Friday, February 14, 2014

Printing the Classics, 1501-1600: How Luther killed Cicero

To give one example of the potential value of the links between VD16 and the PND GND (about which, see here for more), let's take a quick look at printing of works by authors of classical antiquity in Germany in the sixteenth century. The classics were an important part of the market in printed books, and there has been a good amount of research on it.

To get an overall view of the market working just with VD16 would be arduous, however. You would have to identify all the relevant authors and then search for titles by each one. If you're determined to try it, you should expect to spend many days at it.

An easier solution would be to search instead for titles whose authors have a death date before, say, 200 A.D. With the VD16 data linked to the GND, we can do that. Authors who died before 200 are almost entirely limited to Greek and Roman authors of classic literature rather than patristic authors, and excluding "Personen zu Kirchengeschichte" will eliminate the exceptions.

Here's a graph of the results.

Printed titles by authors of classical antiquity per year, 1501-1600

There are clearly some visible patterns, but the data is noisy, and we're suspicious of all those spikes on even decades, so let's smooth out the picture a bit by looking at production by half-decades instead.

Printed titles by authors of classical antiquity per half-decade, 1501-1600

Things look pretty stable after 1525, but the big run up to 1520 and then the steep drop over the next five years looks interesting. When we see something like that happening in German printing, a good guess is that the Reformation is behind it. Did Martin Luther kill off the market for Cicero, the most popular of the classical authors between 1501 and 1520? Perhaps for a while. Cicero editions peak at 94 per half-decade in 1516-20 and then decline to half that number before recovering by 1545. (The first two graphs count editions in slightly different ways than this one does, so there may be discrepancies between them.)

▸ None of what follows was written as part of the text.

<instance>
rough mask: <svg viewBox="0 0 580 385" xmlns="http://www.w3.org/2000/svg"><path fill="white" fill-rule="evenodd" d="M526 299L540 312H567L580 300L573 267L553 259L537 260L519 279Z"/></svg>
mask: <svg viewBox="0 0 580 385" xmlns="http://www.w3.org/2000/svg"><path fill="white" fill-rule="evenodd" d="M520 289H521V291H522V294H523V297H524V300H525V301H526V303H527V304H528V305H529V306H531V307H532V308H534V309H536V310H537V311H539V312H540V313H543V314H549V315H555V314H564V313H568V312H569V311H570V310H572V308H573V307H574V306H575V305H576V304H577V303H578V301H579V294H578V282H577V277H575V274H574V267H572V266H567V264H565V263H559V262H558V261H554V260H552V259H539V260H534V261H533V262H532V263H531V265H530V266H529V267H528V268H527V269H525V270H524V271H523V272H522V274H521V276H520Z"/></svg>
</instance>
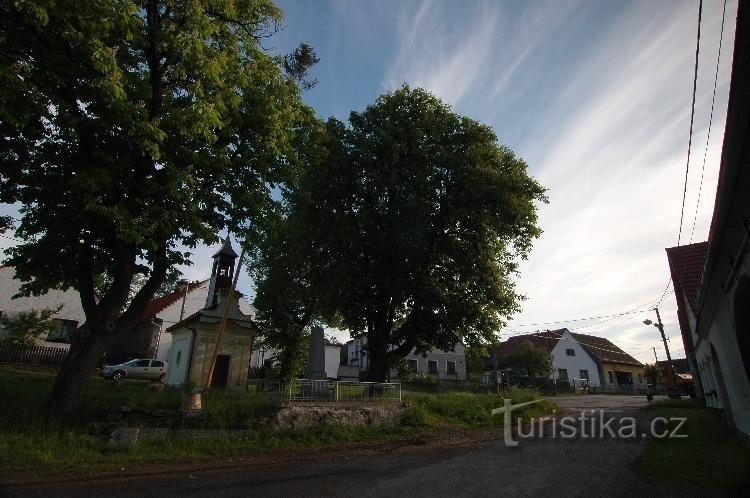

Printed titles by Cicero per half-decade, 1501-1600

This all comes with a few caveats, of course. If the GND is lacking a death date for a relevant author, our search will miss him or her. And the precise mechanism through which an increase in Reformation-related printing would cause a decline in editions of classical authors remains murky at best. On the other hand, it only took a few minutes to see some initial results rather than a few months, and it points towards some interesting areas to look into.